The Texas GOP platform has called for the support and renewal of the state anti-Sodomy law since 2003. Not this year. BUT, they are still anti-gay!
Lawrence v. Texas, 539 U.S. 558 (2003), 6–3 ruling struck down the sodomy law in Texas and, by extension, invalidated sodomy laws in thirteen other states, making same-sex sexual activity legal in every U.S. state and territory.
Texas, and nearly all of the other 13 state never formally repealed their laws in their legislatures although the statutes could not be enforced because of the SCOTUS ruling. Still, the legislature did not attempt to fix the law either. They were having it both ways. The law was on the books but the nasty federal government was keeping them from doing what they said was biblically-based righteousness.
The SCOTUS majority ruling of ruling rests on two points
The Texas "Homosexual Conduct" law criminalized sexual intimacy by same-sex couples, but not identical behavior by different-sex couples—violating the Fourteenth Amendment guarantee of equal protection of the laws.
The petitioners' criminal convictions for adult consensual sexual intimacy in their home violated the principles of liberty and privacy protected by the Due Process Clause.
Rewriting the law to deal with these arguments is a formidable challenge. The Texas state legislature has acknowledged this BUT the legislators have had the cover of the party platform when challenged until now. Typically the GOP would call for the state to re-criminalize both sodomy and gay marriage in a nearly unanimous vote at the state convention held each Spring. (For an example see: http://www.rawstory.com/...)
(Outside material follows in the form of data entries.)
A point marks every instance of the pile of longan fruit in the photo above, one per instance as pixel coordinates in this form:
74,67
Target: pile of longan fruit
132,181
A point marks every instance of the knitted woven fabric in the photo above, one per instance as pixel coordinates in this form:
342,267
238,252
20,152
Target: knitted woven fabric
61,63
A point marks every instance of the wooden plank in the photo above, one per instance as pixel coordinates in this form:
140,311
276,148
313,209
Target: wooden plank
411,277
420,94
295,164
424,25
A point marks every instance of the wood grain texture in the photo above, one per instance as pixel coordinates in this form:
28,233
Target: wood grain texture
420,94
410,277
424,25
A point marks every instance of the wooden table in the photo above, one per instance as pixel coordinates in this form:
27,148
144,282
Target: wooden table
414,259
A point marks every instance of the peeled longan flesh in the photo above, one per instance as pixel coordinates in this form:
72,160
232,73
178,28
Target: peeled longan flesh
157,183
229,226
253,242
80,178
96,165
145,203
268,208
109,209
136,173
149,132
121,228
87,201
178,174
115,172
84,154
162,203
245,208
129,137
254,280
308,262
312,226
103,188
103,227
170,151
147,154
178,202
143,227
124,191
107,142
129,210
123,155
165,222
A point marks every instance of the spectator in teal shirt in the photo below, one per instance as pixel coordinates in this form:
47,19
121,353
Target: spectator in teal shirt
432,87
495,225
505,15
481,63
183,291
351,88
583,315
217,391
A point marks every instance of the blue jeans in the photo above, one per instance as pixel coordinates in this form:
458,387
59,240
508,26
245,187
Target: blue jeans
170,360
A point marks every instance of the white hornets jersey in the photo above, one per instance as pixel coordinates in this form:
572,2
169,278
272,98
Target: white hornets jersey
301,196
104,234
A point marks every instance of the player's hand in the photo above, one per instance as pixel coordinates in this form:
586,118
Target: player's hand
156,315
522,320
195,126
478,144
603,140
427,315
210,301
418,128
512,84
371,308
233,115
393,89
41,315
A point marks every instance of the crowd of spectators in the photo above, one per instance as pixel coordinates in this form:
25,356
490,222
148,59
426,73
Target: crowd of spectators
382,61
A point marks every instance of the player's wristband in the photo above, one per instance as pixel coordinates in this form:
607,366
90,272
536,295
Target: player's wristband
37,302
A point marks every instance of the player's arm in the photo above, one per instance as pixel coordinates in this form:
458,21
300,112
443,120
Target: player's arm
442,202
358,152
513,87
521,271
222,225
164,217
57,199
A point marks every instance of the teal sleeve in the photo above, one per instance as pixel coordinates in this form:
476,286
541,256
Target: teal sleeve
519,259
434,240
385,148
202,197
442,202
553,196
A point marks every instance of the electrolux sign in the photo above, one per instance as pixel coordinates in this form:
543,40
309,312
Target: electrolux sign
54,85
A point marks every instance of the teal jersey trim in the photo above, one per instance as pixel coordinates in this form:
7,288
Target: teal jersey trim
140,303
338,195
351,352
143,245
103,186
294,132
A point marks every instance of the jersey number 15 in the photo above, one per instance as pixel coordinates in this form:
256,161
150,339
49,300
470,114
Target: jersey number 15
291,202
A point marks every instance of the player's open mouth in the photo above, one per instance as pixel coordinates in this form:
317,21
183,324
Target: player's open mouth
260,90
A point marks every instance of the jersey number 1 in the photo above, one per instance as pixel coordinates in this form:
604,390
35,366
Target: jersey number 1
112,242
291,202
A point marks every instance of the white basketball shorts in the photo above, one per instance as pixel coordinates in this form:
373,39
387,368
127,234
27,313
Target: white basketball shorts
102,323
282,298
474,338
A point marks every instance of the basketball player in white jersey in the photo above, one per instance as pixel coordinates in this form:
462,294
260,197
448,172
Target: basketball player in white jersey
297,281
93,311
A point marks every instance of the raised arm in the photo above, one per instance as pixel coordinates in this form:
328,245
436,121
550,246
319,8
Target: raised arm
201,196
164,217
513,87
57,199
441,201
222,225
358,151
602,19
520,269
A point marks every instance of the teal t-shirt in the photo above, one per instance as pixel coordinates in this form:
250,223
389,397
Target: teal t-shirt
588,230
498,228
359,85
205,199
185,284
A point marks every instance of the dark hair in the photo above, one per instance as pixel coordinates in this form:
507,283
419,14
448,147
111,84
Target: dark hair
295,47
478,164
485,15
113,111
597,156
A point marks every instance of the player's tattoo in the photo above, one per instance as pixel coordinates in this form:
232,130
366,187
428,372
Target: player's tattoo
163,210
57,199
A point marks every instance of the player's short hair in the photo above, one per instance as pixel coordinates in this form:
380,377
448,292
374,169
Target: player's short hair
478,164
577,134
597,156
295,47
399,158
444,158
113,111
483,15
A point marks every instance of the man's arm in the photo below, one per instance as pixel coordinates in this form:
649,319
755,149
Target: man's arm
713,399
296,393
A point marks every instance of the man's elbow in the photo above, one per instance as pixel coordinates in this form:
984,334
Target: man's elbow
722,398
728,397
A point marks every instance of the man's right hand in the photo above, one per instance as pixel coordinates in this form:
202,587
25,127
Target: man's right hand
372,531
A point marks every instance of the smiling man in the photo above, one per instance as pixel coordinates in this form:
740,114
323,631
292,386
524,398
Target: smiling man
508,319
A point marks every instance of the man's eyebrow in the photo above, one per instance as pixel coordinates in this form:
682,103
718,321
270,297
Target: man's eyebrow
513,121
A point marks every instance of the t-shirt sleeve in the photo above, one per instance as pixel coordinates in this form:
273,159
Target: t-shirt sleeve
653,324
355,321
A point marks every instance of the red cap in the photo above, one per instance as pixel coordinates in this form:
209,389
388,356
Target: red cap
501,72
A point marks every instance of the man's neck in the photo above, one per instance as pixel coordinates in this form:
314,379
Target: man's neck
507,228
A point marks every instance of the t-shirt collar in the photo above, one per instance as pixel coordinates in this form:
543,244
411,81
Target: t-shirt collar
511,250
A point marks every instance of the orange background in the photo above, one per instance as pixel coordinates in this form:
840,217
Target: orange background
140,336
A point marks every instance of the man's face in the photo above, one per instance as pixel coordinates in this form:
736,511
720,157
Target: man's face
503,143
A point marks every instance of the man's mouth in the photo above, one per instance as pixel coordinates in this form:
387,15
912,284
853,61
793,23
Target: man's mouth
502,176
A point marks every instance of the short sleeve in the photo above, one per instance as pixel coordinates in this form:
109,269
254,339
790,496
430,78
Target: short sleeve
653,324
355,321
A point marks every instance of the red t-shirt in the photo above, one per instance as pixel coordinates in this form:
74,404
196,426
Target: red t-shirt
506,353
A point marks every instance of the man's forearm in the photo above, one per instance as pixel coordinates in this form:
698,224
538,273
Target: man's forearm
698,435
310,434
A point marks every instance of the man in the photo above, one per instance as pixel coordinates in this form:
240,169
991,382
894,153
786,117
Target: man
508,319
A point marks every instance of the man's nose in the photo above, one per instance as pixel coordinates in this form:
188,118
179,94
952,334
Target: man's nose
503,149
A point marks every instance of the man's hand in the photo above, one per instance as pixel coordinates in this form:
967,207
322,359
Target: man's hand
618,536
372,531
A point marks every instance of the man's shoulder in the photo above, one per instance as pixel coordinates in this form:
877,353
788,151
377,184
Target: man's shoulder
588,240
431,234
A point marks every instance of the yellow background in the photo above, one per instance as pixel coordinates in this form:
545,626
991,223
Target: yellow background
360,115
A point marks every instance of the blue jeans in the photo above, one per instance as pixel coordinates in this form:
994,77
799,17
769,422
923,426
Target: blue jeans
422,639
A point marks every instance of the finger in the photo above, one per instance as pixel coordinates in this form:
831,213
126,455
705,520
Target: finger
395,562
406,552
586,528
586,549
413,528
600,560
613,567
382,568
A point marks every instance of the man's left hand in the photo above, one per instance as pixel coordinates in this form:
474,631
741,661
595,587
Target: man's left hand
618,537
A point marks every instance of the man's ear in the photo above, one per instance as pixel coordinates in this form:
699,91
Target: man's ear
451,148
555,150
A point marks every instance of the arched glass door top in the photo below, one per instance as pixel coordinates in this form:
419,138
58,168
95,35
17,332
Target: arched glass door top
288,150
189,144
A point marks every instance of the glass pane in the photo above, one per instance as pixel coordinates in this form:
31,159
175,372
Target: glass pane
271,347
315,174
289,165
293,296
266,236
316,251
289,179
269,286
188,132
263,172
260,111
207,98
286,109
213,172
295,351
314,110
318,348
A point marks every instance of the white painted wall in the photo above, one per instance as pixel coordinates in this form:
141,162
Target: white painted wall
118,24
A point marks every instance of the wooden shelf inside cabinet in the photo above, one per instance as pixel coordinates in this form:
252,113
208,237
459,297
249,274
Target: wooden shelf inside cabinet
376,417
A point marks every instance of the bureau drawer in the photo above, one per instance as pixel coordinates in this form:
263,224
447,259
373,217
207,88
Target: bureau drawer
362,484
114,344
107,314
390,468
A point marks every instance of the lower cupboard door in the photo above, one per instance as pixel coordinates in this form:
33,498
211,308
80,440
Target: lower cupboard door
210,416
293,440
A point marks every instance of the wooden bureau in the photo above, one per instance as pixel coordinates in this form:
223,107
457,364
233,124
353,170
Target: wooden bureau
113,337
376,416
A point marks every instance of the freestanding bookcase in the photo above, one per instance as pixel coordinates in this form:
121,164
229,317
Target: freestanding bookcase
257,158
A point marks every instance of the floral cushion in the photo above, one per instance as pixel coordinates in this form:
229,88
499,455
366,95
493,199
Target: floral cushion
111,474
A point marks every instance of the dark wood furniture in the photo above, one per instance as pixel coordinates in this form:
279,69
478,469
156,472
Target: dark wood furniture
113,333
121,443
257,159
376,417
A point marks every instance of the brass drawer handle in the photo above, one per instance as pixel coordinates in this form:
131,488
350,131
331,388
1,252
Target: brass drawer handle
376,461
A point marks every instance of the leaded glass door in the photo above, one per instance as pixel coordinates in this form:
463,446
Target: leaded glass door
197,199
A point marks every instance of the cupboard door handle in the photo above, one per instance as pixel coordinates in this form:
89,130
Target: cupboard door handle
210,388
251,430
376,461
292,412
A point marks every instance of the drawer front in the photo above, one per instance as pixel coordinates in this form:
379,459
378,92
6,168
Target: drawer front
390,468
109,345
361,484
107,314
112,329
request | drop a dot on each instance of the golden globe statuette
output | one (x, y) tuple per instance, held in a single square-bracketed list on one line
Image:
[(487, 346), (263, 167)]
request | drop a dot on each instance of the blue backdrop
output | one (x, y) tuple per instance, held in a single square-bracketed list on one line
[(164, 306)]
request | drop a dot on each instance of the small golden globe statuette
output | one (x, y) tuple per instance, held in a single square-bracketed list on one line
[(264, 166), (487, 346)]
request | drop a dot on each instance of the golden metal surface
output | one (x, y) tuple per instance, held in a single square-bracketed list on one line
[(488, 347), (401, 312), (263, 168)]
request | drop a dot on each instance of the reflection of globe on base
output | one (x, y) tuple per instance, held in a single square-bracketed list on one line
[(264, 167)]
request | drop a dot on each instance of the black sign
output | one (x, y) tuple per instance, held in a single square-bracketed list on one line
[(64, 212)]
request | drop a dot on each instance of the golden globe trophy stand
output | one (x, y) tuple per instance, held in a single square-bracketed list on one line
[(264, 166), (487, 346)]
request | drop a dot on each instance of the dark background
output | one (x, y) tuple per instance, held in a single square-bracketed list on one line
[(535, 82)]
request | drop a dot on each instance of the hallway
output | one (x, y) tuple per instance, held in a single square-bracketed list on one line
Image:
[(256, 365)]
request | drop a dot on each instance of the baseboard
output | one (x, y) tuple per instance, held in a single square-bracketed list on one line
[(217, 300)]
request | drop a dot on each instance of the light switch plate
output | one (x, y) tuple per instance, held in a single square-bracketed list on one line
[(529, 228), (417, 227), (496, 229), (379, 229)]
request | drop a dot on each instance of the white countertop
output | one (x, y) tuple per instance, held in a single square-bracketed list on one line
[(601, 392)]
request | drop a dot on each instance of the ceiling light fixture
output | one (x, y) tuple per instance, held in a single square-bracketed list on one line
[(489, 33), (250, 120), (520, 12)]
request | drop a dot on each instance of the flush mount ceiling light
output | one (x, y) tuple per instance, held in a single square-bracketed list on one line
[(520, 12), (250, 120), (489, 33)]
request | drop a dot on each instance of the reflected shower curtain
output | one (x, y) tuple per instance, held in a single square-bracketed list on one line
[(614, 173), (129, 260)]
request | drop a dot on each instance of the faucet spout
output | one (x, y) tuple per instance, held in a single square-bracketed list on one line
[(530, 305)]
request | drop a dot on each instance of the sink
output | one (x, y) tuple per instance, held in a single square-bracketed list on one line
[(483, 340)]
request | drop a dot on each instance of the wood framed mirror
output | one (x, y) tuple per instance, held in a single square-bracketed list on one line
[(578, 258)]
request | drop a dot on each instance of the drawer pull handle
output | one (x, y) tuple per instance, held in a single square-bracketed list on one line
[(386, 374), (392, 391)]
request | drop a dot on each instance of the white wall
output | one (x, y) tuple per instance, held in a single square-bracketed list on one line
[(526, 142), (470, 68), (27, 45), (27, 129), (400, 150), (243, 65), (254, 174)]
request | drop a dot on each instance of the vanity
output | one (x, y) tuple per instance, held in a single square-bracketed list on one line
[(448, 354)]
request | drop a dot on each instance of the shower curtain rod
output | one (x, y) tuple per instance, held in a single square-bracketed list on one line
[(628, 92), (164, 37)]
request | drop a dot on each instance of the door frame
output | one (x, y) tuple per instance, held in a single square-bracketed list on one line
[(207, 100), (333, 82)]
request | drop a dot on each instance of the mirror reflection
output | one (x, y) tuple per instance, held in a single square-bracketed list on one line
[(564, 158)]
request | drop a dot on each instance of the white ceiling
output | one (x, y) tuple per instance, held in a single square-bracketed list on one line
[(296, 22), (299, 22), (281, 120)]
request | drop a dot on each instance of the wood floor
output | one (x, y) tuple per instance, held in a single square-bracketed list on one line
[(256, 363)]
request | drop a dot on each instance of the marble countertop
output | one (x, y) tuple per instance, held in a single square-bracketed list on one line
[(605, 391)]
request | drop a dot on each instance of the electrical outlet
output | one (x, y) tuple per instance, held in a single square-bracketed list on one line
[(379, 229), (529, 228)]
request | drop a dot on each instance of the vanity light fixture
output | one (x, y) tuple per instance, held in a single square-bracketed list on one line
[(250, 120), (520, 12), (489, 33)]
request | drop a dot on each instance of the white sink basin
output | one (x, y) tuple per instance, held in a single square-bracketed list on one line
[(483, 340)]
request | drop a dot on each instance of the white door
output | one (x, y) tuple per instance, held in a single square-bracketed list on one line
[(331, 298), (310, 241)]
Why? As in most states, even deeply Red ones, the general public's acceptance that the tide on this issue has turned has led to compromise with so-called bedrock principles.
BUT, many Texas GOP still wanted cover in dealing with their most conservative constituents. Cue Rick Perry.
Speaking in San Francisco last week, Perry, who still has presidential dreams, reiterated what he'd said in his 2008 book, On My Honor, stating, "I made the point of talking about alcoholism. I may have the genetic coding that I'm inclined to be an alcoholic, but I have the desire not to do that. And I look at the homosexual issue the same way."
In the same week the Texas GOP platform appeared to be following Perry's line, treating homosexuality as a disease that, like alcoholism, needs treatment.
In doing this, the party as a whole and individual leaders in the party are doing what the GOP does so well. Having it both ways.
The new platform continues to oppose gay marriage and allowing gays to foster children. It opposes any laws that would give gays any kind of rights especially the right to marry. But now all of that is framed as an effort to be of Christian Assistance to those who are allegedly mentally unstable and addicted. A return to compassionate conservatism?
The platform still declares that homosexuality "is tearing at the moral fabric of the family," and gives full support to the importance of counseling, especially so-called reparative therapy, for those "seeking healing and wholeness from their homoexual lifestyle."
As in so many other issues the GOP is caught between wide spread social trends and the views of a narrow, reactionary, and often fundamentalist core. The GOP is in a tense struggle to hold onto its religious conservatives. Dave Brat, the anti-gay, anti-choice, anti-immigration candidate who toppled House Majority Leader Eric Cantor (R-Virginia) in a GOP primary last week, is a deadly reminder that what the GOP core wants is at odds with what most people want.
At the same time, GOP strategists, studying the demographics, know that their future lies with moderate GOPers, independents, and Blue Dog Democrats who aren't anti-gay but just want their tax cuts.
So they're trying out all kinds of things.
The Arizona "religious liberties" law vetoed by Gov. Jan Brewer earlier this year was an unsuccessful effort to cast the gay issue as a violation of religious liberty. Polling told the tale and Jan Brewer, who is not running for reelection, vetoed it. Perfect. The GOP legislature got to pass the law overwhelmingly and Brewer, who they say is now way too friendly with Democrats, knocked it back. Thus, when evangelicals in a meeting in AZ last week railed against the failure to pass the law, the GOP had a scapegoat.